Bereitschaft and Debbage (2014) likewise used NLCD data to quantify fragmented development in large urban areas in the United States. While their approach is more sophisticated, using nine different indicators of continuity and shape complexity (e.g., contiguity, landscape shape, etc.), the same weaknesses apply because the researchers do not account for the underlying composition of the urbanized patches of land. Using this measure, New Orleans and Buffalo are less sprawled than Boston or New York merely because they are more uniform in shape. Jaeger and Schwick (2014) offered a similarly sophisticated rendering of urban form and used it to construct a sprawl measure they termed Weighted Urban Proliferation (WUP), using it to explore sprawl in Switzerland. Unlike other approaches that rely on satellite data, WUP does account for total population, which offers a clearer and more comprehensive illustration of development than spatial morphology of urbanized patches of land alone. Still, the index relies on a specification of a bounded area around the land patches which the authors term the “horizon of perception,” and it is unclear how such aerial units would be determined for a larger-scale intermetro comparison, which includes places of vastly different size and underlying topography. Moreover, the incorporation of total regional population into the calculation does not address the granular composition of subareas which constitute a given urban area.
Recent work by Paulsen (2014) and Tsai (forthcoming) focused on changes in regional sprawl patterns over time. The former describes changes in housing density using four variables: Overall change in housing unit density, marginal land consumption of each new housing unit, the density of housing in newly urbanized areas, and the percentage of net new housing construction in places already urbanized. Tsai develops a sprawl index which expresses the proportion of metro population in low- and high-density subareas (i.e., the percentage of population in the top and bottom quintiles, based on subarea density distributions computed for each metro). Tsai’s measure must not necessarily be expressed dynamically, as unlike Paulsen’s land consumption approach, it is based on discrete sprawl scores calculated at different time points. Nevertheless, it pegs thresholds to regional percentile scores rather than establishing universal cut points, making it more suitable for examining changes over time within individual urban areas as opposed to illustrating the differences between them. Although both methods offer valuable tools for analyzing the changing nature of sprawl and urban development, they are less useful for deciphering these cross-sectional interurban differences.

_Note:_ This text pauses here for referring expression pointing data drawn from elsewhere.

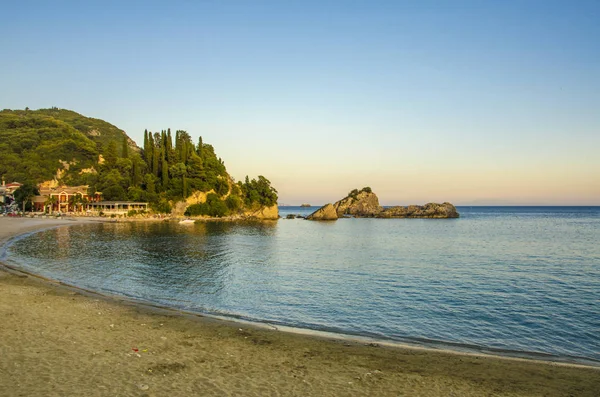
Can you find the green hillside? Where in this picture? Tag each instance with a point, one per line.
(34, 144)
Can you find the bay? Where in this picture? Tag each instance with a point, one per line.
(518, 280)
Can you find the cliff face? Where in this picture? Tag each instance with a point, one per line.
(325, 213)
(363, 204)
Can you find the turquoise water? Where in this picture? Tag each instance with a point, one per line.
(519, 280)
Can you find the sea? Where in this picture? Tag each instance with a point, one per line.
(517, 281)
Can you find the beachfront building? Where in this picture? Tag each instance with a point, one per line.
(64, 198)
(116, 207)
(7, 190)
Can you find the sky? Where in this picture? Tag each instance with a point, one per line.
(471, 102)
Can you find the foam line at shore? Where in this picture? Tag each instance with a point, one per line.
(31, 226)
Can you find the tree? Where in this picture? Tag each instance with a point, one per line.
(110, 154)
(125, 148)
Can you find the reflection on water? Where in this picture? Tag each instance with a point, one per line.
(522, 279)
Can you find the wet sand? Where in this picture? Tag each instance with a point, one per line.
(59, 341)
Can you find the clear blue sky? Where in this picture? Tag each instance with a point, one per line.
(463, 101)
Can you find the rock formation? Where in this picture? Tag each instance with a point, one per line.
(430, 210)
(325, 213)
(365, 204)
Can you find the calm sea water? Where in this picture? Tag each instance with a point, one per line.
(511, 279)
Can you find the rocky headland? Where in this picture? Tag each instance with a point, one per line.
(365, 204)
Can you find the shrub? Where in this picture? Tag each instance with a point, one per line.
(213, 206)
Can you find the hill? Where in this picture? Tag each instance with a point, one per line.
(69, 148)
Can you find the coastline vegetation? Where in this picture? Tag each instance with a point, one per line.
(46, 144)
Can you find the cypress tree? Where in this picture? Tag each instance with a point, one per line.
(145, 142)
(150, 153)
(165, 171)
(156, 155)
(125, 149)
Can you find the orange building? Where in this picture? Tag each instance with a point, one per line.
(64, 198)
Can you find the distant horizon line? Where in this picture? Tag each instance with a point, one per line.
(467, 205)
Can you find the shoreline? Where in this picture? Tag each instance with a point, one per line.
(265, 338)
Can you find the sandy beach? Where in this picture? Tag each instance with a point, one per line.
(60, 341)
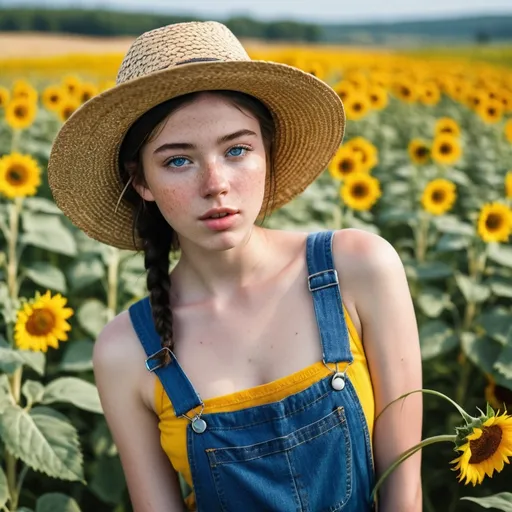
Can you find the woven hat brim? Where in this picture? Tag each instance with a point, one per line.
(83, 167)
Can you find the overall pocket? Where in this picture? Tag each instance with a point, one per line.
(307, 470)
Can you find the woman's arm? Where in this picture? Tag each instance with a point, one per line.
(377, 282)
(119, 370)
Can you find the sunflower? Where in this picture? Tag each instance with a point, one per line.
(4, 96)
(405, 90)
(344, 89)
(357, 105)
(490, 111)
(345, 162)
(360, 191)
(486, 449)
(23, 90)
(446, 149)
(20, 175)
(508, 130)
(41, 323)
(495, 222)
(447, 125)
(53, 96)
(72, 84)
(67, 107)
(378, 97)
(368, 152)
(438, 196)
(508, 185)
(429, 94)
(20, 113)
(419, 151)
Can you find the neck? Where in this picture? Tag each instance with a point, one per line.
(203, 274)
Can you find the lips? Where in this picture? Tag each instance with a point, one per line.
(218, 213)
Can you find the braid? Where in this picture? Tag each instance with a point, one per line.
(157, 238)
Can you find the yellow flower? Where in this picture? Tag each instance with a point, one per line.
(23, 90)
(406, 91)
(490, 111)
(20, 175)
(368, 152)
(447, 125)
(67, 107)
(508, 185)
(357, 105)
(20, 113)
(419, 151)
(439, 196)
(378, 97)
(360, 191)
(495, 222)
(53, 96)
(486, 450)
(41, 323)
(4, 96)
(429, 94)
(446, 149)
(345, 162)
(344, 89)
(508, 130)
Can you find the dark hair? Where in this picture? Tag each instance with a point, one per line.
(157, 236)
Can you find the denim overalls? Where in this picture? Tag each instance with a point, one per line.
(308, 452)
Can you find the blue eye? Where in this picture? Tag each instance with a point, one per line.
(237, 151)
(178, 161)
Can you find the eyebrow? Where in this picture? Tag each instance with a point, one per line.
(188, 145)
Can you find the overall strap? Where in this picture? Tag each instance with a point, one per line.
(324, 286)
(178, 387)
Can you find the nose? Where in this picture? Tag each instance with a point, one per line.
(214, 180)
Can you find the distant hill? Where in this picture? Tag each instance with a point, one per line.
(460, 30)
(481, 29)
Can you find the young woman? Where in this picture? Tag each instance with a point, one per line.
(256, 368)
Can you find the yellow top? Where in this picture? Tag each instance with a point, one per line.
(173, 429)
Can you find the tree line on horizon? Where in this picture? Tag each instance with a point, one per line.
(100, 22)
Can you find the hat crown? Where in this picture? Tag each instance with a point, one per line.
(180, 43)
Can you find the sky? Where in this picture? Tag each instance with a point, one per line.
(331, 11)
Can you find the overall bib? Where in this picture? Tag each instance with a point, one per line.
(309, 452)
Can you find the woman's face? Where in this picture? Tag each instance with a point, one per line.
(206, 170)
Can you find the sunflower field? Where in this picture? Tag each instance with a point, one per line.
(426, 163)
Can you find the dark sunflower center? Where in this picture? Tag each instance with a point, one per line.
(40, 323)
(421, 151)
(360, 190)
(493, 221)
(346, 165)
(20, 111)
(438, 196)
(487, 445)
(16, 175)
(445, 149)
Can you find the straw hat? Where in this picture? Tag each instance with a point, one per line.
(168, 62)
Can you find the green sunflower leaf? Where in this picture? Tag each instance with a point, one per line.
(44, 440)
(501, 501)
(56, 502)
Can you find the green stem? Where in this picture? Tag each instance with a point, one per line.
(467, 418)
(408, 453)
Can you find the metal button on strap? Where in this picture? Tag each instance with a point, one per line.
(198, 425)
(338, 381)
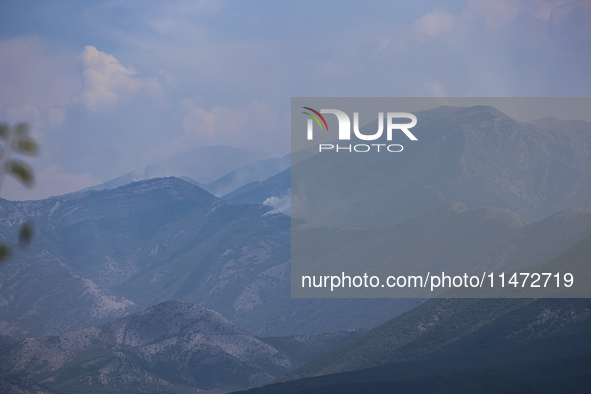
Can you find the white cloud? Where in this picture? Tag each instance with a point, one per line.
(436, 22)
(225, 125)
(36, 72)
(280, 204)
(107, 82)
(50, 181)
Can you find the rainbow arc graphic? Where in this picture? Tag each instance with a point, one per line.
(316, 117)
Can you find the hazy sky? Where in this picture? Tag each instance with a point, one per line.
(111, 86)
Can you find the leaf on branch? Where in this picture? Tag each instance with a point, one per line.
(25, 234)
(4, 131)
(20, 171)
(26, 146)
(4, 252)
(21, 129)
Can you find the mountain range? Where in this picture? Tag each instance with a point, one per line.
(89, 305)
(476, 155)
(172, 347)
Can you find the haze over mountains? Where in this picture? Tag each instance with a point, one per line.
(104, 266)
(475, 155)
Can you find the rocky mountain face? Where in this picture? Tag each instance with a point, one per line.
(476, 155)
(203, 166)
(461, 345)
(171, 347)
(99, 255)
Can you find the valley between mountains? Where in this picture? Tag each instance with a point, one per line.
(183, 285)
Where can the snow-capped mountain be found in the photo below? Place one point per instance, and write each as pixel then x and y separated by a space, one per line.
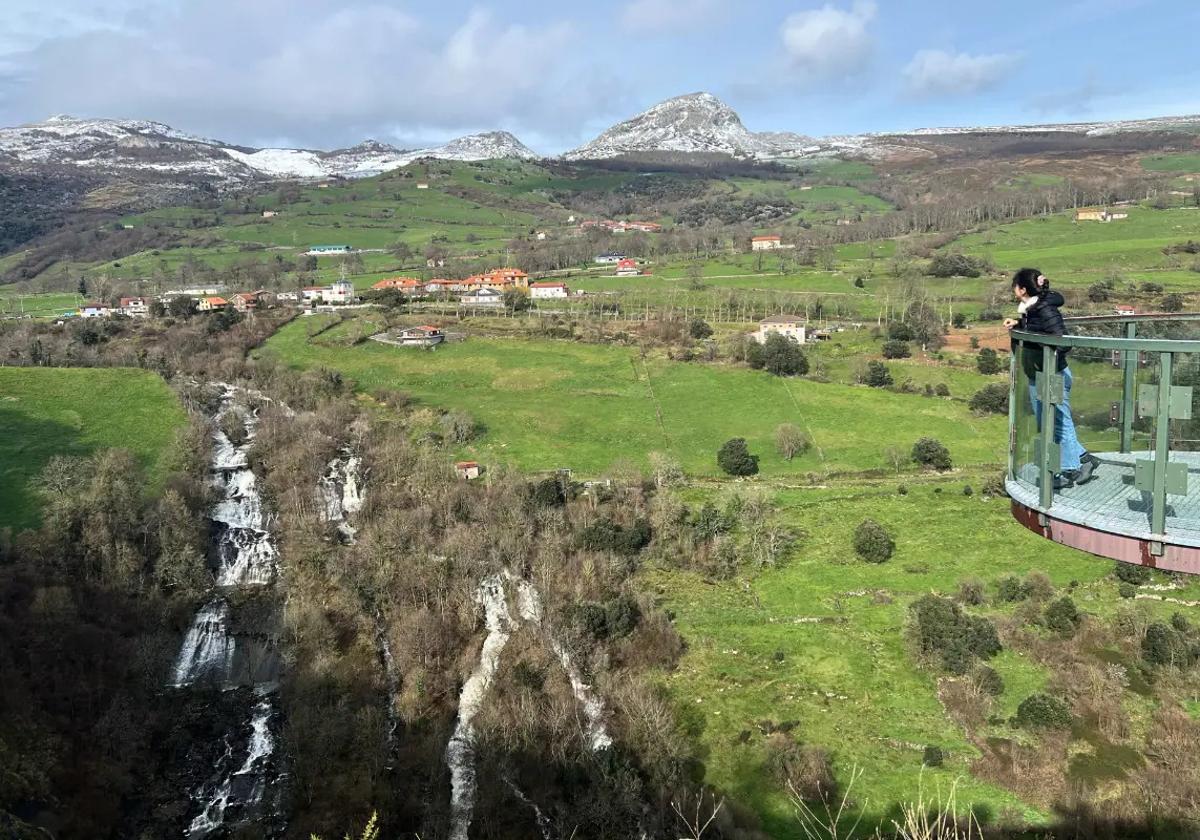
pixel 141 147
pixel 695 123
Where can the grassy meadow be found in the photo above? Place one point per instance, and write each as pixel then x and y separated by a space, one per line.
pixel 48 411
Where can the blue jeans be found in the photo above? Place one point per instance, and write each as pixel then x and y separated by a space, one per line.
pixel 1063 425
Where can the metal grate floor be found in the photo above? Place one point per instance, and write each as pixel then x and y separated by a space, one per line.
pixel 1111 503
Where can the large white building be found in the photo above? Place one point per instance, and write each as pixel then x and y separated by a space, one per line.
pixel 790 327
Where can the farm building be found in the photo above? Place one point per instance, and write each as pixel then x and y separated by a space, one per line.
pixel 421 336
pixel 135 307
pixel 95 311
pixel 547 289
pixel 791 327
pixel 485 297
pixel 467 469
pixel 628 268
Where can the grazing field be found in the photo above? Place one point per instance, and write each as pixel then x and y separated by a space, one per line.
pixel 555 403
pixel 820 643
pixel 48 411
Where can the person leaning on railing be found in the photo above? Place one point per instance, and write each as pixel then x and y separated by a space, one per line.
pixel 1038 312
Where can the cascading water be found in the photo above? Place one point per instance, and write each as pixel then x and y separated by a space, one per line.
pixel 499 623
pixel 246 558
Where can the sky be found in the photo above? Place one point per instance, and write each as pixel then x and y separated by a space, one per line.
pixel 329 73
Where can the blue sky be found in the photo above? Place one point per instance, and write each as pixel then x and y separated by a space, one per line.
pixel 323 73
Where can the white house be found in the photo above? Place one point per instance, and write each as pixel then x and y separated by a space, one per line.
pixel 547 289
pixel 791 327
pixel 328 250
pixel 135 307
pixel 481 297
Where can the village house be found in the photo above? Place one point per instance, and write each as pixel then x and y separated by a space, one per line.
pixel 485 297
pixel 328 250
pixel 467 469
pixel 135 307
pixel 95 311
pixel 628 268
pixel 791 327
pixel 421 336
pixel 546 289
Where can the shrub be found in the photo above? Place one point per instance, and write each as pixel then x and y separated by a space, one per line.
pixel 1062 617
pixel 735 457
pixel 873 541
pixel 1043 712
pixel 990 400
pixel 1132 574
pixel 791 441
pixel 877 375
pixel 930 453
pixel 942 629
pixel 989 681
pixel 988 361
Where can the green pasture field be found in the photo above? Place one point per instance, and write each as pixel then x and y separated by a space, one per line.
pixel 51 411
pixel 820 641
pixel 556 403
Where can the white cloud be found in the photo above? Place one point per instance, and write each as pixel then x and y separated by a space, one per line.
pixel 341 71
pixel 937 72
pixel 669 16
pixel 829 42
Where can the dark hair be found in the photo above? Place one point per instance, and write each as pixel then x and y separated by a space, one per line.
pixel 1027 281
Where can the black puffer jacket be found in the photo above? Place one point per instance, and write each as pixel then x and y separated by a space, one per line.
pixel 1045 318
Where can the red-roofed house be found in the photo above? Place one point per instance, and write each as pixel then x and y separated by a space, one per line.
pixel 546 289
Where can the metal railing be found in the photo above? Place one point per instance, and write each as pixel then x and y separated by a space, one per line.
pixel 1156 402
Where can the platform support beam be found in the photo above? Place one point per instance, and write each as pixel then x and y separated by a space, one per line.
pixel 1162 444
pixel 1045 390
pixel 1127 390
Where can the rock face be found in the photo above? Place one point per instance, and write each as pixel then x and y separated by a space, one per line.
pixel 691 124
pixel 155 150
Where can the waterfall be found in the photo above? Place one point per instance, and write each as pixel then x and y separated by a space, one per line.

Lopez and Hynes (2003) offered a simple density-based approach to measuring sprawl. The authors calculate the percentage of a given metropolitan area which is sorted among low-density census tracts above a rural threshold (over 200 but under 3,500 persons per square mile). This method has many advantages, from its ease of calculation and straightforward data requirements to its broad applicability and replicability. Although it leaves out other theorized dimensions of sprawl, it consequently avoids the weaknesses of spatial approaches, successfully zeroes-out rural or undeveloped land through a baseline cut point, and operates independently of regional size, municipal boundaries, and physical geography. Yet for all its strengths, it relies on one relatively modest threshold for high-density development (areas characterized by detached single-family housing can meet the 3,500 persons/m2 standard with relative ease) and uses census tracts as its subarea unit of analysis, which can be large enough to skew density estimates. I build on Lopez and Hynes’ measure in attempting to retain the strengths of the approach while minimizing these weaknesses.